Like a deity, the mistress glided closer to Mal and hooked a narrow finger under her chin. She studied Mal’s face for a moment before murmuring, “You look like someone I should’ve known.”
Mal didn’t speak, there was little to be said now that she didn’t have to defend herself.
“Come,” the mistress motioned. Mal went.
There was a entrance to the garden further down the path, with a real door and a real lock. Mal couldn’t believe how her day had turned out. The mistress didn’t look back to see whether Mal followed her, and Mal only hesitated for a step before craning her neck far enough that she fell inside.
If the mistress was beautiful, the garden was just as alluring. They were both ornaments to each other’s beauty.

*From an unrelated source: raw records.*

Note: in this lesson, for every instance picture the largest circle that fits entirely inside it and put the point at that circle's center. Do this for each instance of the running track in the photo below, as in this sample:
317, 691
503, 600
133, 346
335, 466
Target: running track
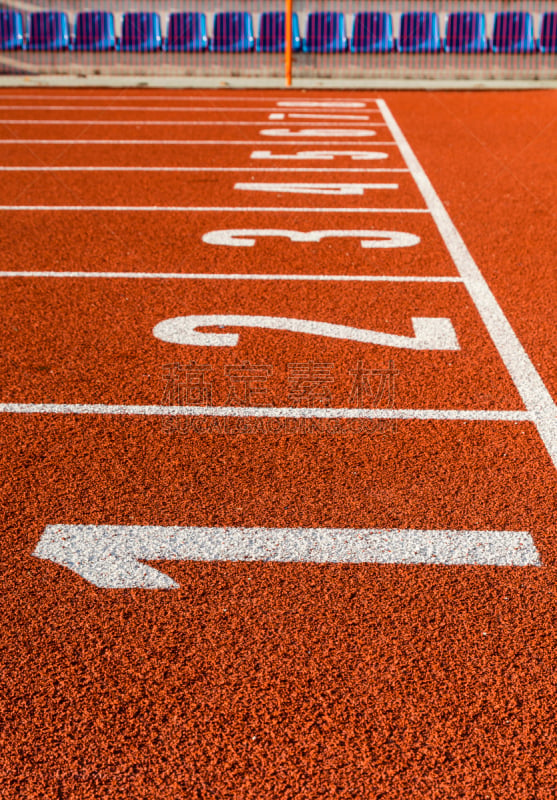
317, 561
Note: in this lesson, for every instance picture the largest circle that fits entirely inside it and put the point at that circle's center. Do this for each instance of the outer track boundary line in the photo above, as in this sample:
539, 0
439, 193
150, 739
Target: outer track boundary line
532, 390
201, 169
290, 209
176, 109
208, 123
424, 414
232, 276
196, 142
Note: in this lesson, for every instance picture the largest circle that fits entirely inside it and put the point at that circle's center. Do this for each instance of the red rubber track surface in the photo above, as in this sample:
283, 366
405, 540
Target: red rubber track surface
276, 680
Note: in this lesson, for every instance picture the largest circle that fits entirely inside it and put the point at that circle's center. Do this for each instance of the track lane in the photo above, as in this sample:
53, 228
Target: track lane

The flowers were an overwhelming palette of colour. Each petal bloomed in competition from the pollen on the teeth of a bloody hibiscus to the sheltering broad stroke of a white orchid. Their shiny olive stalks were wrinkled like skin. But the violet berry spindles, defined the scene. They were everywhere, but especially in the center like performers on stage.
A swing was placed for the audience, to hear the flowers sing.
“Wow,” Mal whispered under her breath. The mistress heard her and chimed into a soft laugh.
She took her seat on the swing while Mal wondered if she was being hired as a gardener or was to be tasked with pushing the swing.
“Come,” the mistress said again. And like the first time, Mal obeyed.
They sat in scented silence for too long for Mal to reliably estimate. Then, the mistress broke the silence but the words were too quiet to hear.
“Pardon, My Lady?” Mal asked.
“I buried my baby here,” she said again, tired like the words were exhausting to repeat. “All this beauty is only a gentian grave.”
Ah, Mal thought, these flowers were called gentians.